A revisão concluiu que o padrão de cuidados do NHS era inadequado, com longas listas de espera para acesso a tratamentos medicamentosos e poucas vias para abordar as preocupações de saúde mental que podem estar a contribuir para a angústia de género. O NHS fechou o centro de Tavistock no mês passado e abriu duas novas clínicas de género para jovens, que o Dr. Cass disse que deveriam ter uma abordagem “holística”, com mais apoio para pessoas com autismo, depressão e distúrbios alimentares, bem como psicoterapia para ajudar os adolescentes a explorar suas identidades.

“Crianças e jovens têm sido muito mal atendidos”, disse o Dr. Cass em um entrevista com o editor do The British Medical Journal, divulgado terça-feira. Ela acrescentou: “Não consigo pensar em outra área de atendimento pediátrico onde oferecemos aos jovens tratamentos potencialmente irreversíveis e não temos ideia do que acontece com eles na idade adulta”.

As mudanças promulgadas pelo NHS este mês são “um reconhecimento de que as nossas preocupações eram, de facto, válidas”, disse Anna Hutchinson, psicóloga clínica em Londres que foi um dos membros da equipa da Tavistock que levantou preocupações em 2018. “É reconfortante que vamos voltar a um caminho mais robusto e baseado em evidências para decisões relacionadas a essas crianças.”

Alguns críticos disseram que a Europa, tal como os Estados Unidos, também foi influenciada por uma reação crescente contra as pessoas trans.

Em Inglaterra, por exemplo, uma luta de anos sobre uma proposta de lei que teria facilitado às pessoas transexuais a mudança do género nos seus documentos de identificação galvanizou um movimento político para tentar excluir as mulheres transexuais dos desportos femininos, das prisões e dos abrigos para vítimas de violência doméstica.

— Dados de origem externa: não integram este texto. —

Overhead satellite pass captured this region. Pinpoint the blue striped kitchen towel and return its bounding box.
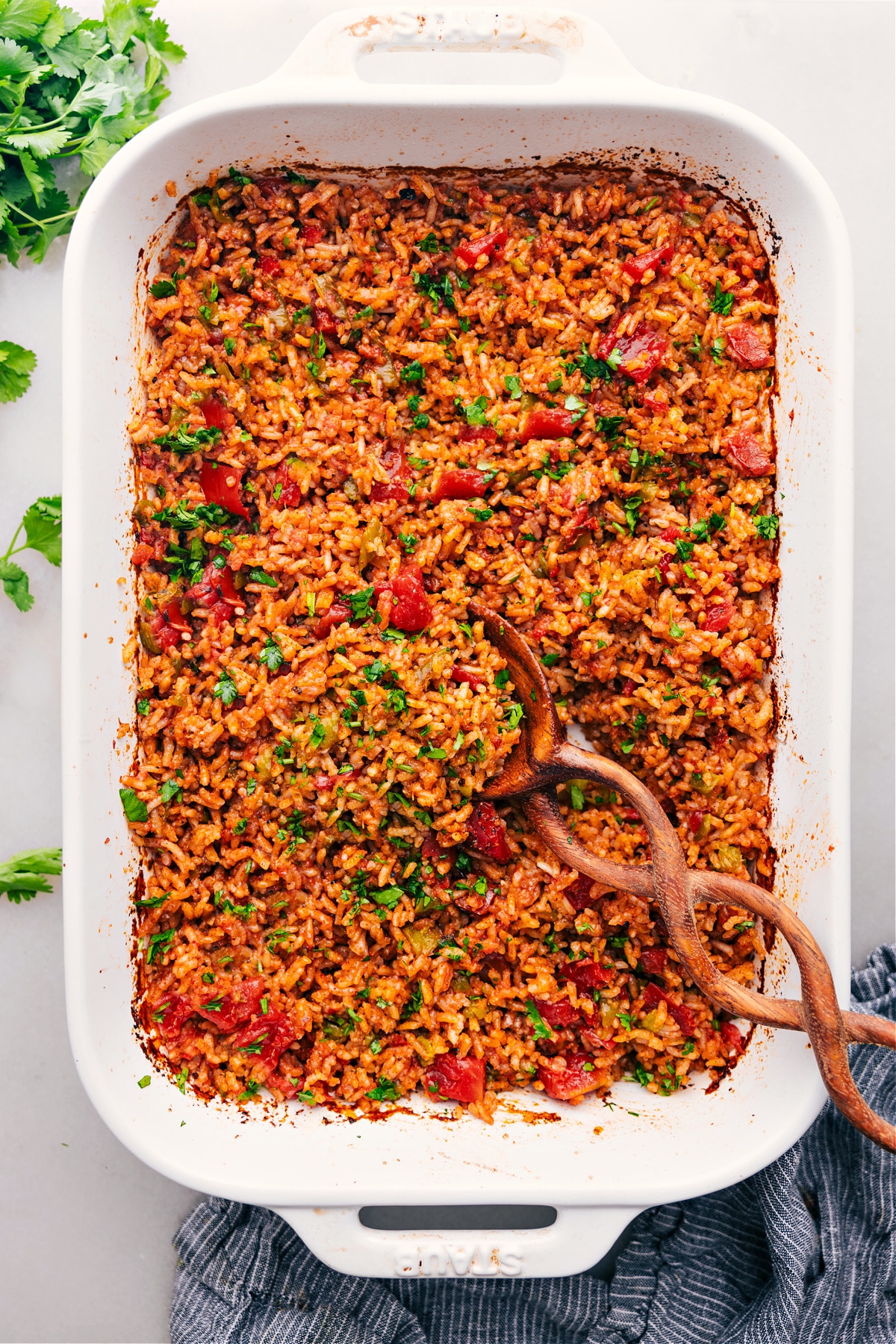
[170,946,896,1344]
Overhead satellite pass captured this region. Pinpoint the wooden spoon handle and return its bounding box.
[523,785,896,1152]
[521,795,896,1050]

“A intenção com a revisão de Cass é ser neutro, mas acho que esse neutro talvez tenha mudado”, disse Laurence Webb, representante da Mermaids, uma organização de defesa de jovens trans na Grã-Bretanha. “As opiniões extremistas tornaram-se muito mais normalizadas.”

Outros países testemunharam ataques mais abertos aos direitos e aos cuidados de saúde dos transgéneros. Em 2020, o Parlamento da Hungria passado uma lei que proíbe alterações de identidade de género em documentos legais. No ano passado, a Rússia banido mudanças legais de género, bem como cuidados médicos relacionados com o género, com um legislador a descrever as cirurgias de género como o “caminho para a degeneração da nação”.

Este ano, em França, um grupo de legisladores conservadores introduzido um projeto de lei para proibir os médicos de prescrever bloqueadores da puberdade e hormônios, com penas de dois anos de prisão e multa de 30 mil euros, ou cerca de US$ 32.600. E na segunda-feira, o Vaticano condenou as transições de género como ameaças à dignidade humana.